2016 senior column: Leaving a mark: Lauren Dell

Just a girl learning how to express her emotions

Lauren+Dell+leaves+her+mark+on+the+wall+outside+the+EHS-hub%2C+May+11.

Lauren Dell leaves her mark on the wall outside the EHS-hub, May 11.

High school is an emotional time. People are going through puberty and everyone’s hormones are all screwed up. But I am a person who is not really in touch with my own emotions.

I am in a constant state of being over what I interpret as people’s drama. Most days I feel like teenagers over exaggerate everything and blow everything out of proportion.

Not so long ago, my friends broke up with each other. The girl in this situation was gutted. She didn’t each much for months. She didn’t know what to do with herself and her time. She was lost.

I have to admit. I just didn’t get it. No one died. There are more people out there. The odds of us ending up marrying our high school sweethearts are slim. So it is inevitable. We will break up with people.

That’s why I like not having emotions. And though that state is unique amongst my peers and maybe the world, I’m okay with it.

However, I recently realized that sometimes my emotions overwhelm me and I don’t have the emotional intelligence to know it. Those feelings grow inside my head and take over. Before I know it, I am crying and I don’t even know why.

Stress is the biggest one. I get stressed out about my grades and those concerns turn into an all-consuming fire that paralyzes and consumes me. I know in my head I am not burning up, but it sure feels that way.

While I am content to not be an emotional person, I am not content to have my emotions control me. In order to change that, I have had to learn to identify and express my feelings a bit more. It’s like learning a foreign language.

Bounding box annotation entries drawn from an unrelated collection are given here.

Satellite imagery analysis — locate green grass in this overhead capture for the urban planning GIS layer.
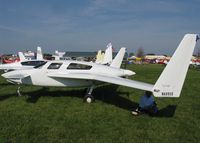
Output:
[0,65,200,143]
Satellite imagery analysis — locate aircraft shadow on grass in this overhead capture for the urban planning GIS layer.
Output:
[0,85,176,117]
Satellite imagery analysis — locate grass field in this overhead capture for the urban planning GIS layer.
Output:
[0,65,200,143]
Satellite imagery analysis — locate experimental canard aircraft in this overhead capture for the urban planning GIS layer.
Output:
[2,34,199,103]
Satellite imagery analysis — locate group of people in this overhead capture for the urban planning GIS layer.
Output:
[131,91,158,116]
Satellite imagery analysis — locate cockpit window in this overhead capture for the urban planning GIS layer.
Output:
[21,61,46,66]
[67,63,92,70]
[47,63,62,69]
[34,62,47,69]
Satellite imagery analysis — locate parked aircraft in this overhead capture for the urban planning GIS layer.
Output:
[2,34,198,103]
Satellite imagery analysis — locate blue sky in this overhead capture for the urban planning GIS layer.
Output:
[0,0,200,54]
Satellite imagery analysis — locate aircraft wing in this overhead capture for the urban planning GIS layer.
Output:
[48,73,154,91]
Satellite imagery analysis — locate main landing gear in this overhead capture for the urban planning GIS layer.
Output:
[83,86,94,103]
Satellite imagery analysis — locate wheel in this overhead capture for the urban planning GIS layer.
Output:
[84,94,94,103]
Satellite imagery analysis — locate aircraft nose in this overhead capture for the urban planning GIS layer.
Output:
[124,70,136,76]
[1,71,23,83]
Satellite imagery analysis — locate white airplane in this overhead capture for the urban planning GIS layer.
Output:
[2,34,198,103]
[53,50,65,60]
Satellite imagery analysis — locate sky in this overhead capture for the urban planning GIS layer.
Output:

My family and friends have been my translators all this time, but now I have to learn the language myself since I am heading out into the wider world.

Part of my future success will rely more on me than ever before. Not only do I need to figure out my major and what I want to do for money as an adult, I need to identify my triggers and learn to navigate in that world whose language I am just now learning.

To incoming freshman or about to be seniors, if you feel the same way don’t fret. I am rather intimidated, but I have made it through four years of high school and I’m still going strong.